I love the fact that with the accessibility of filmmaking with modern technology, that more filmmakers are trying to give us different perspectives. With “Murder in the Woods” it’s one in many efforts to give us the classic genre horror fixes with different kinds of characters. This time around the Latinx characters aren’t tokens, but the actual protagonists fighting against the film’s villain.
A group of college friends plan a getaway to celebrate a birthday party at a desolate cabin in the woods. Against his grandmother’s (Soledad St. Hilaire) demands, introvert Jesse (José Julián) decides to go on a trip with his friends. He is immediately smitten with Fernanda (Jeanette Samano), a sweet girl from Chicago whom he hasn’t seen in years. She is in town visiting her loudmouth cousin, Chelsea (Chelsea Rendon), who is ready to celebrate her birthday and plans to let loose with her boyfriend Gabe (Jordan Diambrini). Tagging along at the last second are friends Jule (Kade Wise), and the beautiful Celeste (Catherine Toribio). Soon after arriving to the mysterious cabin in the woods, the group of teens discovers the dark secret it holds, which forces them to fight for their lives.

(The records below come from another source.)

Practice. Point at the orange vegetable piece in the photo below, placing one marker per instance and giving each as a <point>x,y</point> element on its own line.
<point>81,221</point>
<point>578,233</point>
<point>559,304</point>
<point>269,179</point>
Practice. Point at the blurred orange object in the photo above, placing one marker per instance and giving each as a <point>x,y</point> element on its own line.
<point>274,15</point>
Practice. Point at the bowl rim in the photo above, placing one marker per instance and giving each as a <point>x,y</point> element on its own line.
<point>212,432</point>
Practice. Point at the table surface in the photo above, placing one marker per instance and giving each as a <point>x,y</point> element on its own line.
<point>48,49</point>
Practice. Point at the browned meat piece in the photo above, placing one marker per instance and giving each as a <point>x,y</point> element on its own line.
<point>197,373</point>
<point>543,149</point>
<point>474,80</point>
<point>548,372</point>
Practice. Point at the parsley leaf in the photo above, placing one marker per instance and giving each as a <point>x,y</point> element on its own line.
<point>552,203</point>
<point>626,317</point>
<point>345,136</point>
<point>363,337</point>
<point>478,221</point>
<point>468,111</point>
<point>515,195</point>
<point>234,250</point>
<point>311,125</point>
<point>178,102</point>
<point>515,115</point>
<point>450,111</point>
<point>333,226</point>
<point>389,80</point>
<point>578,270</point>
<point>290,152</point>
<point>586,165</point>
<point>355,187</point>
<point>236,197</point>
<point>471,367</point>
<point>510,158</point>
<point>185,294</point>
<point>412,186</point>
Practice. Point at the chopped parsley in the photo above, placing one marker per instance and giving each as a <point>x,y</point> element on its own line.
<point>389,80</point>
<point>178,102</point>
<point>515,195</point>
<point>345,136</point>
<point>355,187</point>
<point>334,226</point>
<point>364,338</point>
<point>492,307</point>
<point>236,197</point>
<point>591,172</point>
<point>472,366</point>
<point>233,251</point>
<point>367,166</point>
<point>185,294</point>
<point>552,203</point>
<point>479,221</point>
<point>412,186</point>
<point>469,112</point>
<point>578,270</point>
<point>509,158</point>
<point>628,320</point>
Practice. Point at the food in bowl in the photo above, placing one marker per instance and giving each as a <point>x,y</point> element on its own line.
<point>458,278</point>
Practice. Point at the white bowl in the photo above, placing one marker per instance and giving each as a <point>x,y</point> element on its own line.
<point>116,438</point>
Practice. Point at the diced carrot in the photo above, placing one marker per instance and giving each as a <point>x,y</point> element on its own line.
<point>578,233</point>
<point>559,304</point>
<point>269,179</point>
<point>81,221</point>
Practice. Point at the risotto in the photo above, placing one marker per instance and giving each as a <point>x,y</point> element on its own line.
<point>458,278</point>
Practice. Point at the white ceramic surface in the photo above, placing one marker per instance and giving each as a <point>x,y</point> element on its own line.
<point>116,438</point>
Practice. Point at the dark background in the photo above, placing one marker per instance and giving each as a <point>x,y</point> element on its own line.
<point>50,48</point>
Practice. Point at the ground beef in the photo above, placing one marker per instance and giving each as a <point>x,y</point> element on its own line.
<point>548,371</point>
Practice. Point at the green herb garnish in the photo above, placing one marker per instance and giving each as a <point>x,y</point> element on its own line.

“Murder in the Woods” doesn’t exactly re-invent the wheel, but director Luis Iga Garza’s horror film sets out to give us less stock slasher characters and more unique Latinx heroes that we can get behind. And he pulls off creating characters of substance and fascinating back stories, while also shying away from cultural stereotypes. It’s a fine line to walk creating an all Latinx cast while pulling back from heavy cultural stereotypes, and Iga Garza pulls it off well. I was very much invested in the narrative and effective cast of characters that writer Yelyna De León built on-screen, and I especially enjoyed the walk on by the iconic Danny Trejo. “Murder in the Woods” succeeds as a very good and often tense slasher film that unabashedly embraces the classic slasher set up.

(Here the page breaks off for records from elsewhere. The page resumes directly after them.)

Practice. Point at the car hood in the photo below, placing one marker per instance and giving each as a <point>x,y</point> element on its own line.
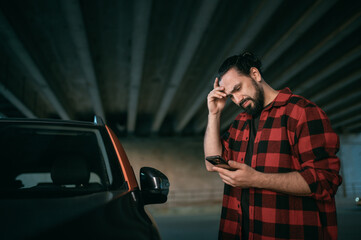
<point>21,218</point>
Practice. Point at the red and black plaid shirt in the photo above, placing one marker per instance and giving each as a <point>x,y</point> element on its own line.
<point>293,135</point>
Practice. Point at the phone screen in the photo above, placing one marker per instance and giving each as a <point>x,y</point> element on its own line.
<point>218,161</point>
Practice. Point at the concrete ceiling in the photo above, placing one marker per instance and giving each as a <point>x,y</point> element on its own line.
<point>147,66</point>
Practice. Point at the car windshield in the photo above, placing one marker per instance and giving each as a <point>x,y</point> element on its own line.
<point>42,160</point>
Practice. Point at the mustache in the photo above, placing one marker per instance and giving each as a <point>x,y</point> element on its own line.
<point>244,100</point>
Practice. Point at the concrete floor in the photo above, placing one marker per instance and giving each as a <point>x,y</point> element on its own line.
<point>198,226</point>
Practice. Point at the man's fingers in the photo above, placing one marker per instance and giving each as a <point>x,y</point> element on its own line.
<point>216,83</point>
<point>234,164</point>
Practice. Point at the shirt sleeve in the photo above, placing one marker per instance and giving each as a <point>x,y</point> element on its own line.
<point>317,145</point>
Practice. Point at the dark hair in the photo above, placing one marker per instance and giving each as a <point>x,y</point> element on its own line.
<point>242,63</point>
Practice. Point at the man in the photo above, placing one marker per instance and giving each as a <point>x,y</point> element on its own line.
<point>283,153</point>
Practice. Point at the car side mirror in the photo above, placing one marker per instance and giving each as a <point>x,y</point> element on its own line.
<point>154,185</point>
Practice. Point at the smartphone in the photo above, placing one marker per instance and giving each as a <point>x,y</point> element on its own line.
<point>219,162</point>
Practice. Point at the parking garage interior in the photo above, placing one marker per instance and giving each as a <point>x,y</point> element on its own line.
<point>146,67</point>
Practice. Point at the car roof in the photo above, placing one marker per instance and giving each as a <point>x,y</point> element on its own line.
<point>97,121</point>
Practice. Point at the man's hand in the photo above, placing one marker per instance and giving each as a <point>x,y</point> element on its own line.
<point>216,99</point>
<point>243,176</point>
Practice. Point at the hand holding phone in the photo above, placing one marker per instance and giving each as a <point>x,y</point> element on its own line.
<point>218,161</point>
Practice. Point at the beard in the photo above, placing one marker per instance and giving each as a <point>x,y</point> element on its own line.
<point>258,101</point>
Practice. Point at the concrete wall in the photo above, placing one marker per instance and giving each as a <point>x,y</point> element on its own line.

Director Iga Garza obviously knows how to make a great slasher film, and despite its small budget, “Murder in the Woods” doesn’t hold back with some very good kill scenes and decent grue here and there. Like most slashers, “Murder in the Woods” relies on a lot of exposition to build up to the big explosion. Thankfully it mostly pays off with a pretty great finale that reminded me a lot of “Happy Birthday to Me.” That said, “Murder in the Woods” could stand tighter editing, and I’m still not sure what the final scene indicated, if anything. It felt like a sloppy open ended climax for the sake of a sequel (?), or just a sloppy final edit. Thankfully it doesn’t hinder what is an otherwise very good and atmospheric slasher film. I hope more Latinx filmmakers step up to deliver great horror fare with more representation.
Now available for in-home viewing on various Digital and Video on Demand platforms.